D-Day is mostly coined as discovery day of the other's affair but it is also termed as when the spouse who walked out is hit by a giant 2x4 and wakes up to what has happened.


----------



## Solon (Oct 8, 2012)

Chuck71 said:


> D-Day is mostly coined as discovery day of the other's affair but it is also termed as when the spouse who walked out is hit by a giant 2x4 and wakes up to what has happened.

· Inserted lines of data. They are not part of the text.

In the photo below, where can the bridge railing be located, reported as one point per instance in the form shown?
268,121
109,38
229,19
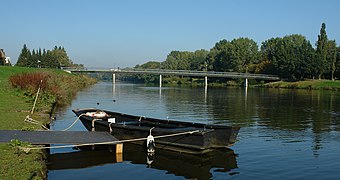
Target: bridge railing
178,72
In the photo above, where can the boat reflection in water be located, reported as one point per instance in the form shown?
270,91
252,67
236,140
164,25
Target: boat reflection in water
179,164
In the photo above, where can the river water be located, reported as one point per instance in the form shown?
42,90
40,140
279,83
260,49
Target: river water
285,134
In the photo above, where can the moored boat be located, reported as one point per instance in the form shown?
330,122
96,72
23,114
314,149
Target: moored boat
187,137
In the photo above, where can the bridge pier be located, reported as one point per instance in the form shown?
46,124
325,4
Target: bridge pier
160,80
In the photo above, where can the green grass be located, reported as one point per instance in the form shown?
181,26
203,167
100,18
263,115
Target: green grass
15,106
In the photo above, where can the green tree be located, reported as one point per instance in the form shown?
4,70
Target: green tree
220,56
24,57
244,53
321,52
290,56
332,57
337,64
62,57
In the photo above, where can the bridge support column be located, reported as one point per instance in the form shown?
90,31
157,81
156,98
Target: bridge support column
160,80
246,83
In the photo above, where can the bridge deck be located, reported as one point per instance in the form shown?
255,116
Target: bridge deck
56,137
179,73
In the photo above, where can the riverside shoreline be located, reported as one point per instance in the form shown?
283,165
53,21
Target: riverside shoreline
16,104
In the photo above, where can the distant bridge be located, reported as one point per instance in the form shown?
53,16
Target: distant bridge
188,73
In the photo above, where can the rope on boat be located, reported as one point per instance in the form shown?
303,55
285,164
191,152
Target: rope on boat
31,120
26,149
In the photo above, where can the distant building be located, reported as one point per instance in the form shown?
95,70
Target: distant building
4,61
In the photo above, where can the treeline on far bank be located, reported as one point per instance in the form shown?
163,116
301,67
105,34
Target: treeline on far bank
292,58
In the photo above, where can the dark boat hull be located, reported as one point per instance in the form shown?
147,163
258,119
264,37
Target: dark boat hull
194,138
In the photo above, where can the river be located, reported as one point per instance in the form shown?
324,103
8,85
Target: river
285,134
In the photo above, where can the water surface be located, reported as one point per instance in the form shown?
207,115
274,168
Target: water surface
285,134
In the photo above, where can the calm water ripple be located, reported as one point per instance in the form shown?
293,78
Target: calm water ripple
285,134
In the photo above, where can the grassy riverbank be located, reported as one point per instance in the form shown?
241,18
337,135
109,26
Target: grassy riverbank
311,85
16,104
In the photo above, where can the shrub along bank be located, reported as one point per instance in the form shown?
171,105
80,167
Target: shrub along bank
18,88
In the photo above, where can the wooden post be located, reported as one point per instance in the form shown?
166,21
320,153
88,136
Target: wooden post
119,152
160,80
246,83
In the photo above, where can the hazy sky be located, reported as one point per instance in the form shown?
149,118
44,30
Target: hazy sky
112,33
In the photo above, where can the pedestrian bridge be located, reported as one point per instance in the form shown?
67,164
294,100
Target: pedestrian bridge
187,73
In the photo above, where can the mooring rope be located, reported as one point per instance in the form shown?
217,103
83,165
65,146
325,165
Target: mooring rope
26,149
31,120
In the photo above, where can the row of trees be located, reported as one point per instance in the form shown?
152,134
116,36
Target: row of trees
291,57
55,58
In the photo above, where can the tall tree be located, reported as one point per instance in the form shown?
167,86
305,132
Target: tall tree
244,53
332,56
321,51
290,56
24,57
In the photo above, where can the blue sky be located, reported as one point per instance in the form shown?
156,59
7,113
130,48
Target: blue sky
112,33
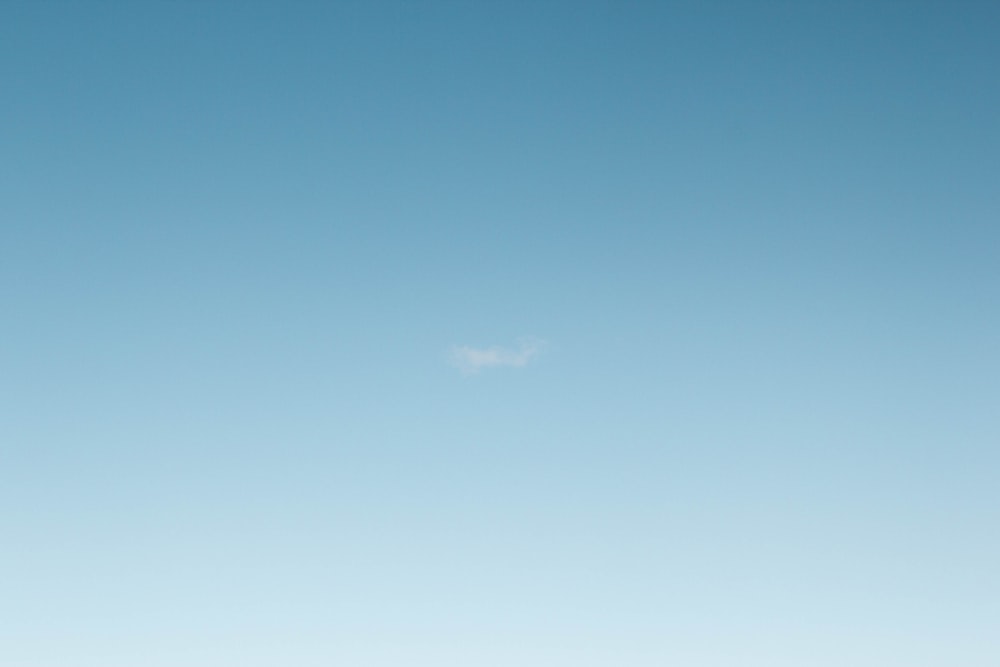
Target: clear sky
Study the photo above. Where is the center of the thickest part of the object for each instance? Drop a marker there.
(489, 334)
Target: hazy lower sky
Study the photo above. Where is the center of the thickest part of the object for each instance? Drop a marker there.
(499, 334)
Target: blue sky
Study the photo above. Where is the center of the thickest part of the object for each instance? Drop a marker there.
(488, 334)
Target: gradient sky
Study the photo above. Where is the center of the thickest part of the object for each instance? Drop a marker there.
(489, 334)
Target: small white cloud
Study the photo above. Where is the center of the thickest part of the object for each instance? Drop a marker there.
(471, 360)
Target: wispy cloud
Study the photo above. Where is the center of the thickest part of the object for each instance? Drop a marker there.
(471, 359)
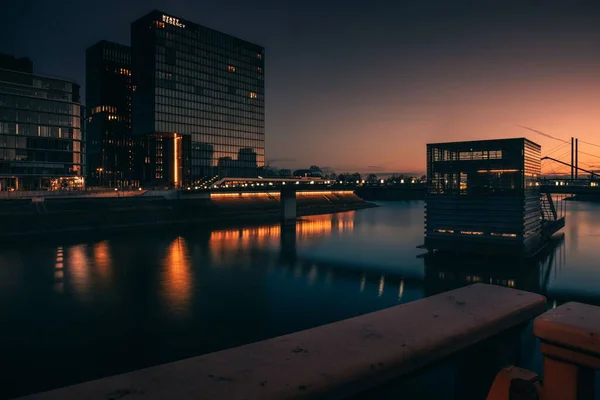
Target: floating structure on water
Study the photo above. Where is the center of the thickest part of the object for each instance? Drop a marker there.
(484, 197)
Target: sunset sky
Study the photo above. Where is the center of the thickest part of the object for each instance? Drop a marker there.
(364, 85)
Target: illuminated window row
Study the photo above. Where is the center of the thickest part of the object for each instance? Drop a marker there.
(476, 233)
(201, 38)
(196, 112)
(123, 71)
(203, 103)
(99, 109)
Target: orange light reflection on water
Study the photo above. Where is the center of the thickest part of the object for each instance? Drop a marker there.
(242, 238)
(177, 278)
(102, 259)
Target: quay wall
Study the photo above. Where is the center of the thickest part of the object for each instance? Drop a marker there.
(72, 215)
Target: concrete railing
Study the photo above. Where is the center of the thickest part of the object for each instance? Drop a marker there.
(570, 336)
(332, 361)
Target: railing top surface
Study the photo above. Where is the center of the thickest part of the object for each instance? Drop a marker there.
(573, 325)
(331, 361)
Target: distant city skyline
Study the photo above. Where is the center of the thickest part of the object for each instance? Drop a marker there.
(356, 86)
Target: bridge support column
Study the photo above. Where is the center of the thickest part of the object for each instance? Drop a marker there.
(288, 205)
(288, 242)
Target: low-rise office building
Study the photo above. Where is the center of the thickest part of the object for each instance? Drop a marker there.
(41, 141)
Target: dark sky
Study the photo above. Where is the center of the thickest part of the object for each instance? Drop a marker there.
(364, 85)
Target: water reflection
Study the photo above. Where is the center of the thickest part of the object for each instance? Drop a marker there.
(102, 260)
(177, 278)
(135, 296)
(78, 269)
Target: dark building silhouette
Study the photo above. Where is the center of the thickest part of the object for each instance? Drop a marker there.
(40, 129)
(199, 100)
(483, 196)
(110, 157)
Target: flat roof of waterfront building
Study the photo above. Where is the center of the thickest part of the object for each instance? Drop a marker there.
(480, 144)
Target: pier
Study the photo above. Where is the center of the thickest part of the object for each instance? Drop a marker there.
(365, 353)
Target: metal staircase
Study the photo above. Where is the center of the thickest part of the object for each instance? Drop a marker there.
(548, 208)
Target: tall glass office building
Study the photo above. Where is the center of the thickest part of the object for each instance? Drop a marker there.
(110, 159)
(199, 101)
(40, 129)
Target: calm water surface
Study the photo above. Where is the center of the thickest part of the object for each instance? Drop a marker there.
(77, 310)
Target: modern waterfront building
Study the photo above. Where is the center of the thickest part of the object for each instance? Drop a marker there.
(109, 145)
(198, 103)
(484, 197)
(40, 129)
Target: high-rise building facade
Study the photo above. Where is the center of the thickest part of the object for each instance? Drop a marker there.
(199, 101)
(40, 129)
(109, 145)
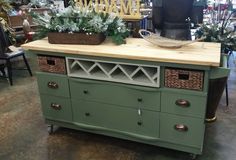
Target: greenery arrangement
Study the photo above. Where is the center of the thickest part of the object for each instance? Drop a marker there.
(219, 32)
(215, 33)
(5, 6)
(76, 20)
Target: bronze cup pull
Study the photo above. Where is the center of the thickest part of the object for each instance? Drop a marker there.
(56, 106)
(53, 85)
(87, 114)
(139, 123)
(181, 127)
(85, 91)
(182, 103)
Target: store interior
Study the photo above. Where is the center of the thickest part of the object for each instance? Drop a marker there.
(25, 131)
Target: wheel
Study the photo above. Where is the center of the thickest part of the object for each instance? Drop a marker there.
(50, 129)
(193, 156)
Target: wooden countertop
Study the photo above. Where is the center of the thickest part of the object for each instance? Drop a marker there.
(198, 53)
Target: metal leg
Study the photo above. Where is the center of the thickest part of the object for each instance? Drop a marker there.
(9, 71)
(3, 72)
(226, 94)
(27, 65)
(193, 156)
(50, 129)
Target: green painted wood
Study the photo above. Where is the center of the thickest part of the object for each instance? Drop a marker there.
(115, 93)
(219, 72)
(116, 118)
(61, 80)
(192, 137)
(161, 143)
(196, 107)
(63, 113)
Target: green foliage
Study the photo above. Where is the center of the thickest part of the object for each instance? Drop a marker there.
(5, 5)
(217, 33)
(74, 19)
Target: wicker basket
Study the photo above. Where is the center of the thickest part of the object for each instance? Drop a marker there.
(184, 79)
(52, 64)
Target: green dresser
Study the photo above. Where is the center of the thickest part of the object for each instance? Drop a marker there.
(158, 98)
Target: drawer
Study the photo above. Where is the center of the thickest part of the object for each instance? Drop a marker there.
(56, 108)
(53, 84)
(182, 130)
(116, 118)
(114, 93)
(184, 78)
(52, 64)
(183, 104)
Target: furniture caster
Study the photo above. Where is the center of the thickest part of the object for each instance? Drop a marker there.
(50, 129)
(193, 156)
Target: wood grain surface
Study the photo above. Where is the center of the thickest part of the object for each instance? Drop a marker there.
(197, 53)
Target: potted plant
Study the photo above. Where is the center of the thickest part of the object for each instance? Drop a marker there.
(81, 26)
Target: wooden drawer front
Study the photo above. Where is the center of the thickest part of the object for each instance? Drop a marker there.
(53, 84)
(183, 104)
(56, 108)
(119, 94)
(116, 118)
(172, 129)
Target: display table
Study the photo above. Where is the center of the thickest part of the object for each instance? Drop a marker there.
(134, 91)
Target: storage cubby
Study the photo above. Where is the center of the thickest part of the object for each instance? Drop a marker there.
(131, 73)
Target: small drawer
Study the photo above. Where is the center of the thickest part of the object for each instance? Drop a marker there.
(182, 130)
(118, 94)
(113, 117)
(52, 64)
(184, 79)
(183, 104)
(53, 84)
(56, 108)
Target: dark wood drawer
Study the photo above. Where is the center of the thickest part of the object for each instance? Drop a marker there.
(53, 84)
(113, 93)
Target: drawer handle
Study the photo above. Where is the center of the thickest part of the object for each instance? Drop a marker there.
(182, 103)
(85, 92)
(140, 99)
(56, 106)
(87, 114)
(181, 127)
(52, 85)
(139, 123)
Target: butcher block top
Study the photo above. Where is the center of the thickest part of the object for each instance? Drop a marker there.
(197, 53)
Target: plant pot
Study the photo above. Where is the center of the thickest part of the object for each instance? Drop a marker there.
(75, 38)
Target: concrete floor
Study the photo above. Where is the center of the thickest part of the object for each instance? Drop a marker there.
(24, 135)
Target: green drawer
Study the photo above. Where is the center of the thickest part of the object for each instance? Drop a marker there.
(182, 130)
(56, 108)
(182, 104)
(53, 84)
(114, 93)
(116, 118)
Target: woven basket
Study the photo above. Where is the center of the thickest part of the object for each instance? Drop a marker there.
(184, 79)
(75, 38)
(52, 64)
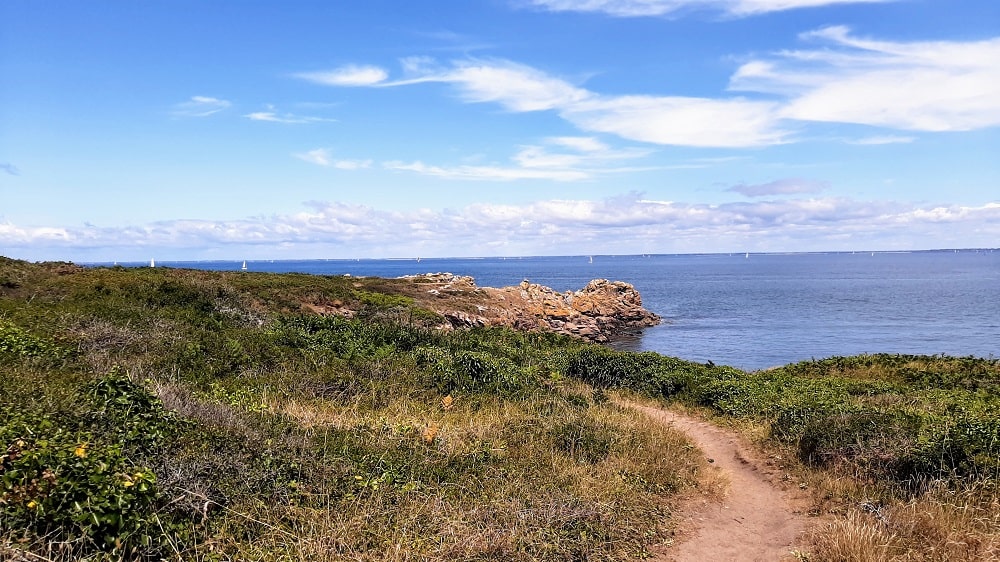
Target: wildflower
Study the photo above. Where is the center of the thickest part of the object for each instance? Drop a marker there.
(430, 433)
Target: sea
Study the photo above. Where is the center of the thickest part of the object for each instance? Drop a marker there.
(752, 311)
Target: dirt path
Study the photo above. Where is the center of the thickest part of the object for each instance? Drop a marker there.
(756, 521)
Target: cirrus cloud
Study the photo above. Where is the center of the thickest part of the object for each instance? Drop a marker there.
(915, 86)
(629, 223)
(200, 106)
(641, 8)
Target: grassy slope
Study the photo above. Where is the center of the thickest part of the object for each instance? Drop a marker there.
(192, 415)
(211, 416)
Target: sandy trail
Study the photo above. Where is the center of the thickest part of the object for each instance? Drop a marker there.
(756, 521)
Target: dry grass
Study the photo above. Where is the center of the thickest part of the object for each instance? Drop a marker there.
(533, 503)
(939, 526)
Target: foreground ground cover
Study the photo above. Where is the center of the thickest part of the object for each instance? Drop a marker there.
(172, 414)
(187, 415)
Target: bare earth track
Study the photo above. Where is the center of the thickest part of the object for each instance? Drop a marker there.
(756, 521)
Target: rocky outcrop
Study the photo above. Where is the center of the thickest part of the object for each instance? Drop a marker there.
(599, 312)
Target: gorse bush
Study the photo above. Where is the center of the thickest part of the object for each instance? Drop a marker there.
(17, 342)
(74, 480)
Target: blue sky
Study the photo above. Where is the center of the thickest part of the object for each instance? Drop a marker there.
(263, 130)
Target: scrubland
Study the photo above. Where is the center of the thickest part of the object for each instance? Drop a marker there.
(187, 415)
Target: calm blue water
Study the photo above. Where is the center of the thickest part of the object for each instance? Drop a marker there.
(761, 311)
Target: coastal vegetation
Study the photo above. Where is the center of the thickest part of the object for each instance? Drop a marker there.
(190, 415)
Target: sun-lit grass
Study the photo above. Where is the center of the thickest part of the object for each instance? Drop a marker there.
(270, 433)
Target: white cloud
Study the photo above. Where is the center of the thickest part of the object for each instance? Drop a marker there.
(882, 139)
(681, 121)
(583, 144)
(639, 8)
(319, 156)
(350, 75)
(289, 118)
(667, 120)
(352, 164)
(491, 173)
(625, 224)
(787, 186)
(200, 106)
(917, 86)
(323, 157)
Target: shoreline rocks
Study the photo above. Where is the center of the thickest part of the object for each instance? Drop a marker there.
(600, 312)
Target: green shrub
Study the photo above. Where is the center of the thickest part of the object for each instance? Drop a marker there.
(583, 439)
(129, 414)
(62, 483)
(18, 342)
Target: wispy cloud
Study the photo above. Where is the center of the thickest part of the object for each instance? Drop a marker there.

Oh. I can't wait for that day. Chuck, did you see my new thread about my new discovery? Check it out and tell me what you think.


----------



## Orpheus (Jul 6, 2012)

S2k, what Ded says above plus... people are rarely ever the same person twice through the sep/vorce process. everyone is a c0cktail of should i / could i / would i. this is why a lot of us point out that the little things don't matter too much in this process. your union is heavily damaged. smiles and hi-fives aren't going to fix that. not by far.


----------



## separated2000 (Nov 10, 2012)

Chuck71 said:


> D-Day is mostly coined as discovery day of the other's affair but it is also termed as when the spouse who walked out is hit by a giant 2x4 and wakes up to what has happened.


Where can I find out about these terms? I get lost sometimes haha do you know what "bs" means. The normal "vs" didn't match with what was being said.
_Posted via Mobile Device_


----------



## BigMac (Oct 29, 2012)

Oh my bad , I was talking about my Divorce day that is tomorrow .



> Also, if he was confident in his decision to separate, why would he feel guilt?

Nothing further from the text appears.